Verifica-se clara restrição injustificada, sob a ótica deste método interpretativo, o qual deve ser afastado, já que restringe o amplo poder cautelar que o sistema constitucional confere à Corte Suprema. Ora, simplesmente suspender o julgamento dos processos é medida de pouca eficácia no plano da realidade, notadamente porque não impede a concessão da tutela antecipada, inclusive por decisão com orientação oposta àquela adotada pelo STF. Aliás, a liminar que simplesmente suspende o julgamento de todos os processos, pode em certos casos, ser não apenas improdutiva, como se revelar até medida antiprodutiva, já que inviabiliza, inclusive, a prolação de sentenças no sentido da constitucionalidade da norma, ou seja, de sentenças com linha de orientação compatível com a da medida antecipatória, sendo, sob este aspecto, paradoxalmente, providência contrária aos interesses dos que dela deveriam ou poderiam beneficiar-se.

Impõe considerar, ainda, que não há justificativa à restrição ao alcance da liminar pela similitude entre a ação declaratória de constitucionalidade e a ação direta de inconstitucionalidade. Com efeito, pois são ações rigorosamente dúplices, com objeto idêntico e potencialidades claramente comuns, ao que seria surreal, ou mesmo kafkiano, nos dizeres do Ministro Sepúlveda Pertence, limitar o poder vinculante a uma e negar a outra. Pode-se, assim, afirmar que também seria kafkiano conter ou restringir as virtualidades da liminar a uma e não a outra, vez que não há razão alguma para justificar, quando o autor da ação afirma a constitucionalidade da norma, limite-se a liminar apenas à suspensão do julgamento e permita amplamente medidas de outras naturezas quando se afirma sua inconstitucionalidade.
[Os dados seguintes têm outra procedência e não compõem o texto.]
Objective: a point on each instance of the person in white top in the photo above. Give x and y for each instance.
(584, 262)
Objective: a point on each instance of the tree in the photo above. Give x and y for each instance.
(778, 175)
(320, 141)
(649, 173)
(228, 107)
Conclui-se que a suspensão do julgamento dos processos, a que se refere o art. 21 da Lei 9.868/99, é um dos efeitos possíveis da liminar, mas não efeito necessário, tão pouco exclusivo, facultando-se à Corte Suprema, com base no poder que deriva da própria Constituição, determinar providências que considerar necessárias para afastar o periculum in mora segundo as circunstâncias de cada caso, vez que não cabe ao legislador ordinário estabelecer, em numerus clausus, as configurações que tais providências podem assumir, nem limitar o seu alcance de forma que iniba a consecução da finalidade a que se destinam. Indispensável considerar, nesse domínio jurídico de estabelecer o conteúdo da liminar nas ações de controle em abstrato, que a tutela da efetividade das sentenças constitui não apenas poder, mas também dever do Supremo, e que a fonte desse poder-dever está na própria Carta Magna, ao que deve ser exercido sempre que necessário e com adoção das providência que sejam indispensáveis.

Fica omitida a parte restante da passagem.